Some of my very old Citadel Journals have the Kaleb Daark comic strip in it, so I'd be quite happy to see Malal make a return.


----------



## NoiseMarine (Jun 8, 2008)

wd6669 said:


> pretty sure the emperor is a chaos god since he has that whole star child/ shining light in the warp thing happening. Maybe the emperor is malal or the emperor has malal's power and thats why he created the golden throne cause if he dies malal will be reborn in the warp and take over


I agree with CCCP, but to point something out Emp cant be Malal because Malal is also included in WHFB and the only connection about the two games, (40k and fantasy) are the chaos gods and similar armies. And also there is a renegade chapter called the Sons of Malice who serve him but they attack both, Chaos and Emperor...


----------



## Zarahemna (Aug 7, 2008)

*Still not sure*

I'm still not sure that this is such a big deal. I think GW deliberately leave things vague enough that everyone can modify the GW universe to fit their own expectations.
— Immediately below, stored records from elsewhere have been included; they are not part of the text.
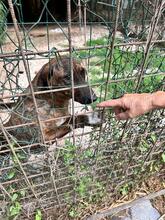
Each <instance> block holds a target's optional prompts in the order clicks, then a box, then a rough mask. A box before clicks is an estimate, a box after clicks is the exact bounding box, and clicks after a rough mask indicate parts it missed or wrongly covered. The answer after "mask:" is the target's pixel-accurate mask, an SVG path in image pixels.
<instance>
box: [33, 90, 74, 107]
mask: <svg viewBox="0 0 165 220" xmlns="http://www.w3.org/2000/svg"><path fill="white" fill-rule="evenodd" d="M36 98H38V99H44V100H45V101H46V102H47V103H48V104H49V105H50V106H51V107H52V108H60V109H63V108H64V109H66V108H67V109H68V106H69V100H70V98H68V97H66V96H64V95H63V94H62V93H60V92H55V93H45V94H41V95H36Z"/></svg>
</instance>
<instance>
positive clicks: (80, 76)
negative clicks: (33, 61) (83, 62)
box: [36, 57, 97, 104]
mask: <svg viewBox="0 0 165 220" xmlns="http://www.w3.org/2000/svg"><path fill="white" fill-rule="evenodd" d="M73 77H74V86H75V87H78V86H80V88H75V89H74V98H75V101H77V102H79V103H81V104H90V103H92V102H94V101H96V99H97V97H96V95H95V93H94V91H93V90H92V89H91V88H90V86H89V85H88V83H87V81H86V77H87V72H86V69H85V68H84V67H83V66H82V65H81V64H80V63H79V62H78V61H77V60H75V59H73ZM37 78H38V80H37V85H36V86H38V87H39V86H40V87H43V89H44V88H45V87H46V88H64V87H70V88H71V85H72V83H71V71H70V62H69V58H68V57H62V58H61V59H60V60H59V61H58V60H57V59H52V60H51V61H50V62H49V63H47V64H45V65H44V66H43V68H42V69H41V70H40V71H39V73H38V74H37ZM81 86H83V87H81ZM60 93H62V94H63V96H64V97H66V99H67V98H68V99H70V98H72V92H71V89H69V90H65V91H60Z"/></svg>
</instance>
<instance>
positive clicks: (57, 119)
mask: <svg viewBox="0 0 165 220" xmlns="http://www.w3.org/2000/svg"><path fill="white" fill-rule="evenodd" d="M86 75H87V71H86V69H85V68H84V67H83V65H82V64H81V63H80V62H79V61H77V60H76V59H73V78H74V79H73V80H74V85H75V87H76V86H77V87H76V88H74V99H75V101H76V102H79V103H81V104H91V103H92V102H95V101H96V100H97V96H96V94H95V93H94V91H93V90H92V88H90V86H89V85H88V84H87V82H86ZM82 85H84V86H82ZM32 86H33V88H34V91H35V92H42V91H45V90H47V93H42V94H35V98H36V103H37V111H38V116H39V119H40V121H41V127H42V131H43V136H44V140H45V141H48V142H49V141H55V140H56V139H57V138H62V137H63V136H65V135H66V134H68V133H69V132H71V131H72V129H73V127H72V123H73V116H72V115H70V114H69V101H70V99H71V98H72V90H71V71H70V60H69V57H67V56H61V57H60V58H53V59H51V60H50V61H49V62H48V63H46V64H45V65H44V66H43V67H42V68H41V69H40V70H39V72H38V73H36V75H35V77H34V79H33V80H32ZM78 86H81V87H80V88H78ZM65 87H69V88H68V89H62V88H65ZM52 89H58V91H55V92H52ZM60 89H62V90H60ZM49 91H50V92H49ZM25 92H26V93H28V92H30V87H28V88H27V89H26V90H25ZM100 123H101V120H100V118H99V117H98V115H97V114H94V115H92V114H81V115H77V116H75V128H83V127H84V126H98V125H100ZM21 125H22V126H21ZM23 125H24V126H23ZM4 126H5V127H11V126H19V127H14V128H13V129H8V132H9V133H10V134H11V135H12V136H13V137H14V138H15V139H16V141H17V143H19V144H20V145H26V144H33V143H39V142H40V141H41V140H40V138H39V137H41V134H40V129H39V127H38V125H37V114H36V108H35V105H34V102H33V98H32V96H30V95H29V96H25V97H22V98H20V99H19V100H18V101H17V103H16V105H15V107H14V109H13V111H12V113H11V116H10V119H9V121H8V122H7V123H6V124H5V125H4Z"/></svg>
How many people have you heard disagreeing about the background vs how many have you heard discussing things apparently in complete harmony?
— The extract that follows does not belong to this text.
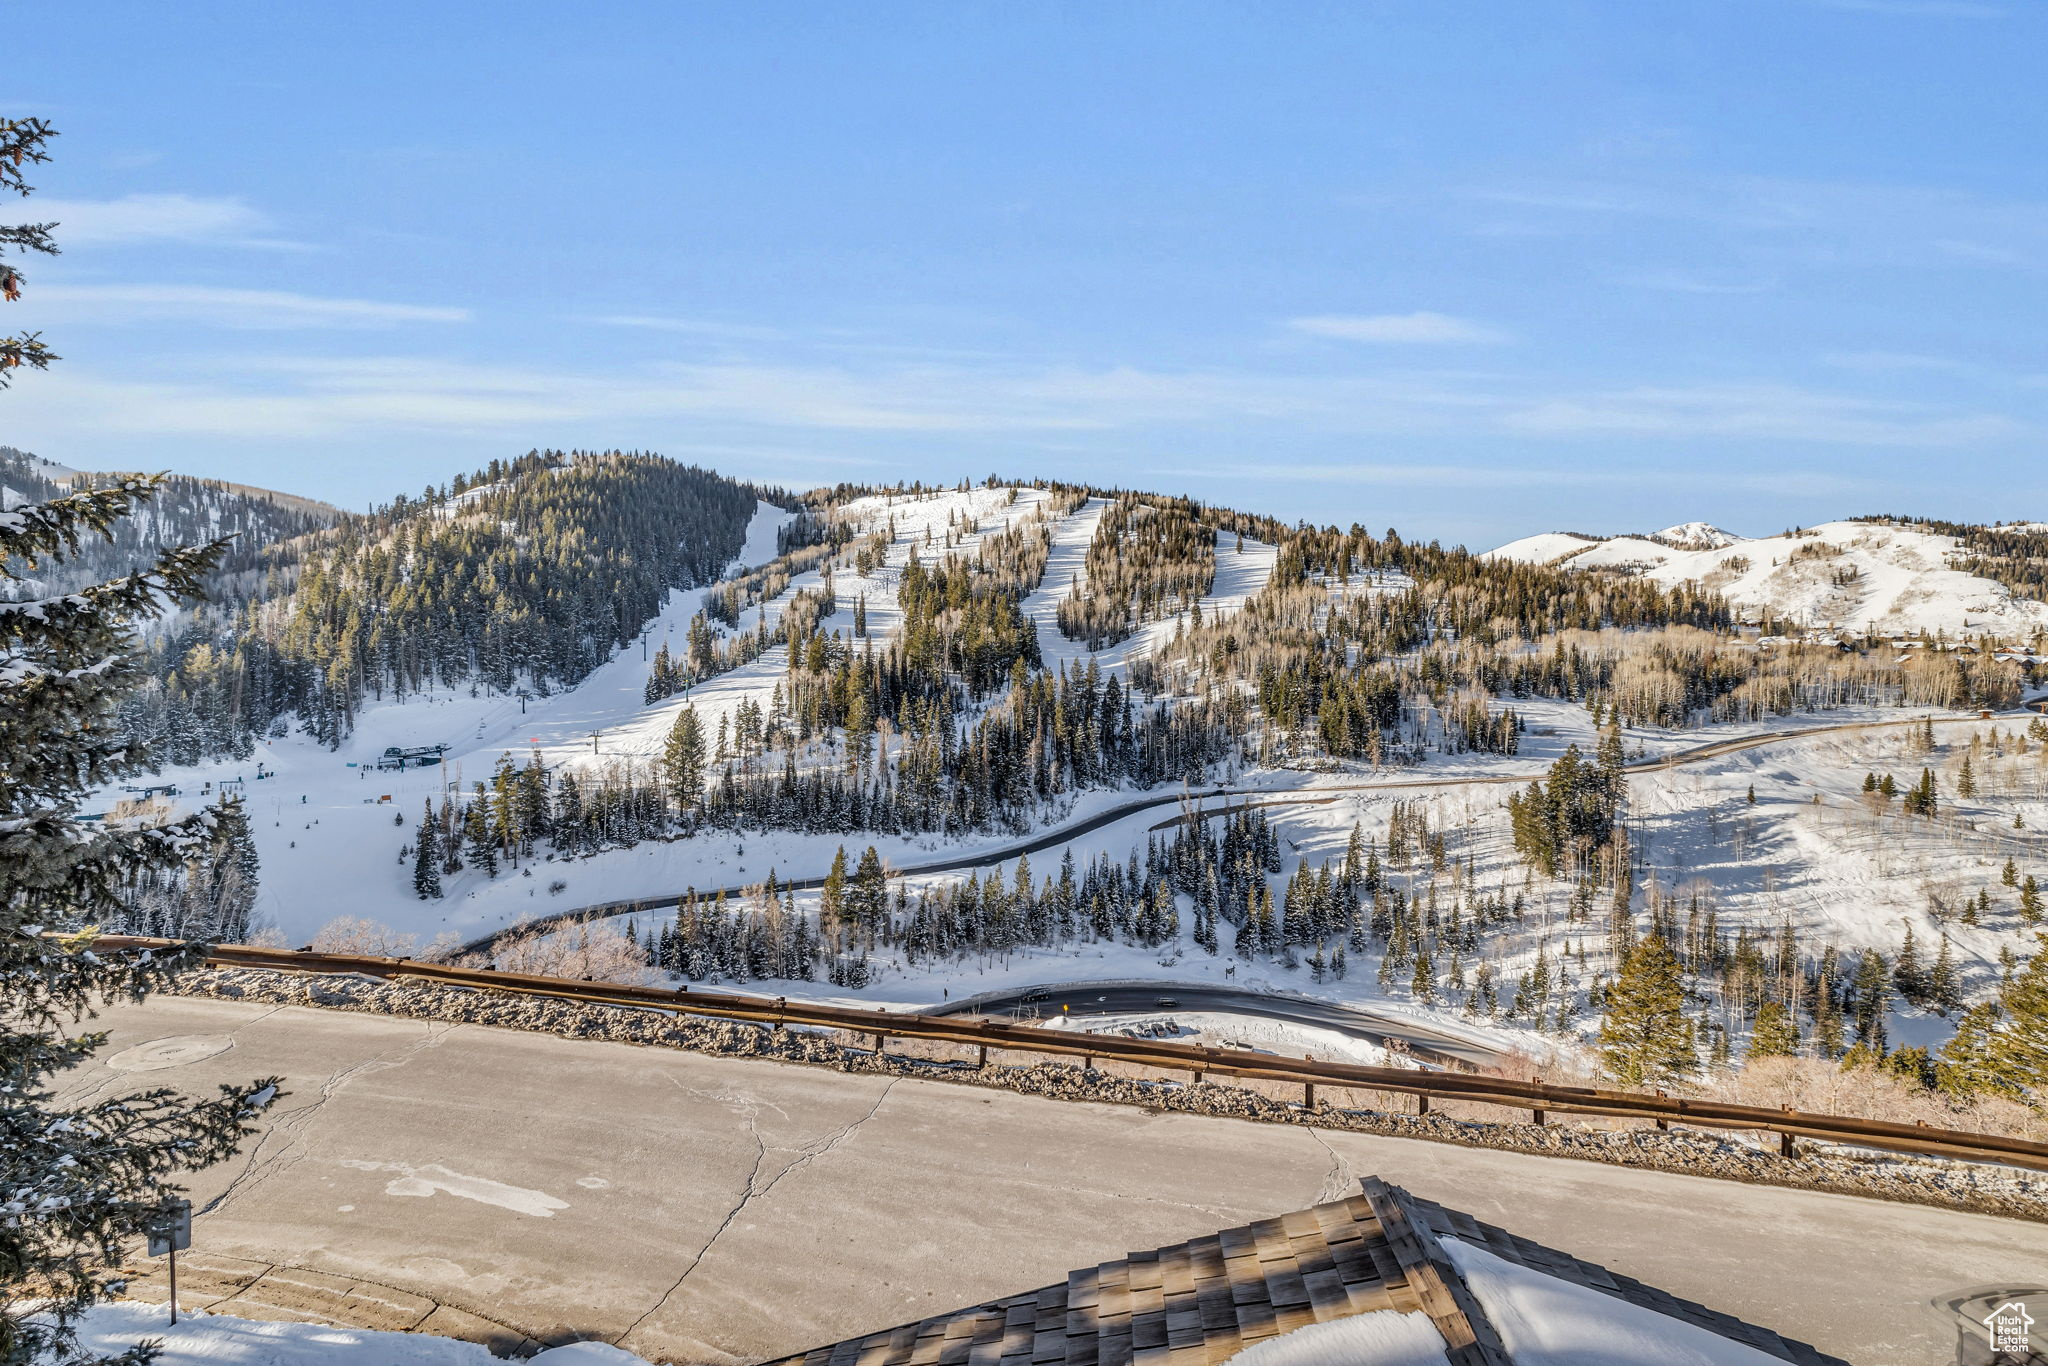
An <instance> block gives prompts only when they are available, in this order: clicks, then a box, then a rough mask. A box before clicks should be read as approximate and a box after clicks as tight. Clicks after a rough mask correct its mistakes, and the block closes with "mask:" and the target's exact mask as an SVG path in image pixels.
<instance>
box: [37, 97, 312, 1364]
mask: <svg viewBox="0 0 2048 1366" xmlns="http://www.w3.org/2000/svg"><path fill="white" fill-rule="evenodd" d="M49 137H53V131H51V129H49V127H47V125H45V123H43V121H39V119H0V188H4V190H14V193H20V195H27V193H29V186H27V184H25V182H23V168H25V166H31V164H37V162H43V160H47V154H45V143H47V141H49ZM0 246H12V248H16V250H41V252H53V250H55V248H53V246H51V242H49V231H47V225H27V227H6V229H0ZM18 287H20V276H18V274H16V270H14V268H12V266H10V264H0V293H4V297H8V299H12V297H14V295H16V293H18ZM53 358H55V356H53V354H51V352H49V348H45V346H43V344H41V342H39V340H37V338H35V336H14V338H6V340H0V383H4V375H6V373H8V371H16V373H18V371H20V369H25V367H27V369H43V367H45V365H47V362H49V360H53ZM156 487H158V481H156V479H147V477H121V479H119V481H115V483H113V485H106V487H94V489H80V492H76V494H66V496H61V498H55V500H49V502H33V504H27V506H18V508H10V510H8V512H6V514H4V516H0V582H8V586H14V584H20V582H23V580H25V578H27V575H29V573H39V575H41V571H47V567H51V565H61V563H63V561H66V559H68V557H70V555H76V551H78V547H80V543H82V539H86V537H90V535H96V532H98V535H106V532H109V528H113V526H115V524H117V522H119V520H121V518H125V516H129V514H131V512H133V510H135V508H137V504H141V502H145V500H147V498H150V496H152V494H154V492H156ZM219 553H221V547H219V545H211V547H203V549H172V551H168V553H164V555H162V557H158V561H156V565H154V567H150V569H141V571H135V573H129V575H125V578H119V580H113V582H104V584H92V586H88V588H82V590H78V592H68V594H61V596H51V598H35V596H29V594H33V592H35V588H33V586H25V588H29V594H23V596H20V598H16V596H14V594H10V592H8V594H0V598H8V600H6V604H4V608H0V981H6V995H4V997H0V1075H4V1079H6V1083H4V1085H0V1210H4V1216H0V1360H4V1362H10V1364H12V1362H45V1360H63V1362H66V1364H74V1362H86V1360H90V1362H125V1364H135V1362H147V1360H150V1358H152V1356H154V1354H152V1352H150V1350H147V1348H135V1350H129V1352H123V1354H121V1356H119V1358H80V1356H76V1346H74V1343H76V1325H78V1317H80V1315H82V1313H84V1311H86V1309H88V1307H92V1305H94V1303H98V1300H102V1298H106V1296H109V1294H113V1292H115V1290H117V1288H119V1282H121V1266H123V1262H125V1257H127V1253H129V1245H131V1243H135V1241H137V1239H139V1237H141V1235H143V1233H145V1231H147V1229H152V1227H154V1225H156V1223H158V1221H160V1219H162V1210H164V1206H166V1204H168V1202H170V1200H172V1198H174V1196H176V1192H178V1186H174V1184H172V1178H176V1176H178V1173H180V1171H195V1169H201V1167H207V1165H213V1163H217V1161H221V1159H225V1157H229V1155H231V1153H233V1151H236V1149H238V1147H240V1145H242V1139H244V1137H248V1135H250V1133H252V1126H250V1120H252V1118H254V1116H256V1114H260V1112H262V1110H264V1106H268V1104H270V1100H274V1098H276V1079H264V1081H256V1083H252V1085H229V1087H221V1090H219V1094H217V1096H215V1098H211V1100H188V1098H184V1096H180V1094H178V1092H176V1090H172V1087H156V1090H150V1092H139V1094H131V1096H119V1094H117V1096H98V1098H94V1100H82V1102H76V1104H70V1106H66V1104H59V1102H57V1090H59V1081H57V1077H59V1073H63V1071H68V1069H72V1067H78V1065H80V1063H84V1061H86V1059H90V1057H92V1055H94V1053H96V1051H98V1049H100V1047H102V1044H104V1042H106V1034H98V1032H84V1034H80V1032H74V1028H72V1026H76V1024H78V1022H80V1020H82V1018H84V1016H88V1014H92V1012H94V1008H96V1006H100V1004H106V1001H117V999H127V1001H139V999H143V997H145V995H150V993H152V991H156V989H160V987H164V985H166V983H168V981H170V979H172V977H176V975H178V973H184V971H190V969H195V967H197V965H199V963H201V961H203V954H205V946H201V944H186V946H180V948H172V950H160V952H154V954H147V956H141V954H121V952H90V946H92V940H94V930H92V928H94V924H100V922H106V920H111V917H115V915H117V913H119V889H121V887H123V885H125V883H127V881H129V879H133V877H135V874H139V872H143V870H147V868H172V866H176V864H178V862H180V860H184V858H186V856H190V854H197V852H201V850H205V848H207V844H209V840H211V836H213V831H215V819H217V815H215V813H201V815H195V817H188V819H184V821H178V823H172V825H166V827H135V829H109V827H104V825H88V823H84V821H80V819H78V807H80V803H82V801H84V799H86V795H88V793H90V791H94V788H98V786H104V784H106V782H113V780H117V778H123V776H129V774H135V772H141V770H143V768H145V762H147V756H145V754H141V752H137V750H135V748H131V745H127V743H125V741H121V739H119V737H117V735H115V733H113V719H115V713H117V707H119V705H121V700H123V696H127V694H129V692H131V690H133V688H135V684H137V682H139V678H141V672H139V666H137V659H135V629H133V625H135V623H139V621H143V618H150V616H154V614H158V610H162V604H164V602H174V600H182V598H190V596H193V594H195V592H197V590H199V584H201V575H203V573H205V571H207V567H209V565H213V563H215V561H217V557H219Z"/></svg>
If Malal is rumoured to come back then this will create more interest than a well documented return...


----------



## woods606 (Oct 30, 2008)

I agree with Zarahemna and I also think that GW leaving a few things to the imagination of the people in the hobby is a good thing. Very few people like all the GW fluff yet everyone likes their own take on it. 

I don't think they should reintroduce Malal and tbh I don't really like the concept of a Chaos God of chaos. Those people who do like Malal fluff a lot are probably going to already have their own Sons of Malice army anyway.


----------